I understand how you're feeling.. I'm from Malaysia and this illness is not well accepted by the public. It will be great if there is a kinda counselling/support group who can help us deal with this.
I went thru hell for the past year, when my husband stopped taking/refused to take his medication. Then he started drinking and got abusive, even in front of the kids. I have 2 children, a girl aged 9 and a boy aged 7.
I had to get him into the hospital wth the help of police many times, only to be discharged after a few days. Cos the doctor didnt find anything wrong with him. I'm not sure about your wife, but somehow, my husband is manupulative. No one out there will know that he has a problem, accept his family members. His recent attack was the worse of all. He drank everday, had increased sexual appetite and spent so much money, including maximising his credit cards! It was so bad, that I was going thru a depression myself. If not for the kids, I would not be around to tell my story.
[QUOTE=CodyBird]Can anyone give me advice where to meet with others spouses in these same cirmcumstances.[/QUOTE]Cody, because you are in Austin, you might try calling the psych dept. at the Univ. of Texas there in town -- and speak with one of the professors to see if he knows of a good support group and therapist having skills with treating bipolar patients. You could also try calling the psych wing of the teaching hospital associated with the univ. You will also need for your W to be evaluated by a psychiatrist in order to get medication. Bipolar is primarily treated with medication because it arises from a chemical imbalance.
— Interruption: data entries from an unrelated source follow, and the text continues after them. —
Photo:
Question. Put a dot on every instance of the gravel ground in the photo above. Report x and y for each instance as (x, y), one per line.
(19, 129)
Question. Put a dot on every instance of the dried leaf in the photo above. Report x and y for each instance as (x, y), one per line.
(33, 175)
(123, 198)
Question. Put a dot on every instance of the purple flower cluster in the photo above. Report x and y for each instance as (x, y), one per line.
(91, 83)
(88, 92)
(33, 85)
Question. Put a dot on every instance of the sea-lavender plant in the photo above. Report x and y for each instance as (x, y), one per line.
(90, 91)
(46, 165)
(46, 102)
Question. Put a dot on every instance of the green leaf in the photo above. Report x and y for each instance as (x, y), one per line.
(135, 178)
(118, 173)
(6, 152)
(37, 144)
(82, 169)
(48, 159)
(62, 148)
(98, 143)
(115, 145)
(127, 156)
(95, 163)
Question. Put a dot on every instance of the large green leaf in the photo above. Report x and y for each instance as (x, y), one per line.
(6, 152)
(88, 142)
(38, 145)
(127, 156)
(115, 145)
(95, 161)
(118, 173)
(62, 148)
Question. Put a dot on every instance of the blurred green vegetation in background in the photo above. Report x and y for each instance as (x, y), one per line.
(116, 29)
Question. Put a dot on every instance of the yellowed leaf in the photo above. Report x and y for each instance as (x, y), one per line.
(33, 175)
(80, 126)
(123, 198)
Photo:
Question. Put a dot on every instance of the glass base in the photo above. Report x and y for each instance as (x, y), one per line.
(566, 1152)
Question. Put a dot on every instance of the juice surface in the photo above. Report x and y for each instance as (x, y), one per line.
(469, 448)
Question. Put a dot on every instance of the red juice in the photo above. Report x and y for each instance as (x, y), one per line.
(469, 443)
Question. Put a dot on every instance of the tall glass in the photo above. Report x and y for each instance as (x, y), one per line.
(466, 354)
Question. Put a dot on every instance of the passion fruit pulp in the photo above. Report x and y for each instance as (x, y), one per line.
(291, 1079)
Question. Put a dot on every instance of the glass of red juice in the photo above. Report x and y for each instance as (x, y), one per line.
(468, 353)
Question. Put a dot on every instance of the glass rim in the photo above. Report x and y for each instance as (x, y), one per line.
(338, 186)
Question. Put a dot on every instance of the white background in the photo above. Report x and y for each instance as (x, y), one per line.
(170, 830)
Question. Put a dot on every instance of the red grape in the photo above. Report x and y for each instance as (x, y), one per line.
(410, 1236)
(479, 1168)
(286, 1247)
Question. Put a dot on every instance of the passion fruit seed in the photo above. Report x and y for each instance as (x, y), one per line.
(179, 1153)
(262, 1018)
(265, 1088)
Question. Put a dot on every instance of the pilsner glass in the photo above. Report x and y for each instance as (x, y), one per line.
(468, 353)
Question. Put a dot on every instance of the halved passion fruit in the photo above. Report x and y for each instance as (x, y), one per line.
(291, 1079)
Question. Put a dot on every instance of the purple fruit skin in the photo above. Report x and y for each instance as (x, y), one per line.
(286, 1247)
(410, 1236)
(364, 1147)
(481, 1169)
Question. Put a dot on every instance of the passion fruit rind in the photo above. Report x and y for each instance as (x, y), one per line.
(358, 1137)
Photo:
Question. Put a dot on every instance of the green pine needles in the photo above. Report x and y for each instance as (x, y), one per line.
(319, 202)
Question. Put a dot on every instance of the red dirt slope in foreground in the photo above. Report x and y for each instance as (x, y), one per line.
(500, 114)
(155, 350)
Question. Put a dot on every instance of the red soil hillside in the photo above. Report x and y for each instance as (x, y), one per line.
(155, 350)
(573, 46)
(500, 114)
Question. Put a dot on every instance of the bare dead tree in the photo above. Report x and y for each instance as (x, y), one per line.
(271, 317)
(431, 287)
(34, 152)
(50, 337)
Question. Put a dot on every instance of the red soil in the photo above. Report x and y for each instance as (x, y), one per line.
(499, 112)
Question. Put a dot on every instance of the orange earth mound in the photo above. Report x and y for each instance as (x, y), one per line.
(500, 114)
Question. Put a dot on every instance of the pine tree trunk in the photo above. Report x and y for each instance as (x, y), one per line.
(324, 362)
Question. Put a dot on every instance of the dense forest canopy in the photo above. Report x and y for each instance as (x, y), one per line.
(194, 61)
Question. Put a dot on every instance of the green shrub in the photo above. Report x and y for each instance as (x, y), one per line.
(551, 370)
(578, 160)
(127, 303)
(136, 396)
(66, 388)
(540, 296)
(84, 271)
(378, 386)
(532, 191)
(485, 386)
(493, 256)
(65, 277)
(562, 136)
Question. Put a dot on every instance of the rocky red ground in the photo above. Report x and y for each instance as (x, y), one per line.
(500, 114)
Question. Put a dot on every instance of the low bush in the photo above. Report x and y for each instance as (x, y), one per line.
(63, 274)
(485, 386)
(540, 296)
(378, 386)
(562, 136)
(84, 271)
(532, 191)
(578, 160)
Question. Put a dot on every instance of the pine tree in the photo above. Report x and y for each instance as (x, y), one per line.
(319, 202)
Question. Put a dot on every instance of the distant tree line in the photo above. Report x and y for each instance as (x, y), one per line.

A psychologist (who, unlike a psychiatrist, cannot prescribe medication) will be helpful for addressing the behaviorial problems that the disorder has given rise to. The good news is that for the vast majority of cases, this disorder can be very successfully treated by medication -- if they determine that bipolar is what your W is suffering from. [QUOTE=jackiePereira;4265832]My husband is manipulative. No one out there will know that he has a problem, accept his family members.[/QUOTE]Jackie, if your H can turn his abusive and impulsive behavior on and off like a switch (depending on whether non-family members are present), he may be suffering from BPD (borderline personality disorder) instead of bipolar -- or from both. Bipolar (which my foster son has) causes mood changes that typically last a couple of weeks because it is caused by a gradual change in body chemistry.

In contrast, BPD (which my exW has) is event-triggered -- usually by something you say or do. Hence, an abusive episode can start in 15 seconds and typically will last about 5 hours -- but a high functioning BPDer usually can hide it well when around doctors, strangers, business colleagues, and casual friends. If this sounds familiar to you and you would like to discuss BPD further, I would be glad to participate if you decide to start a new thread.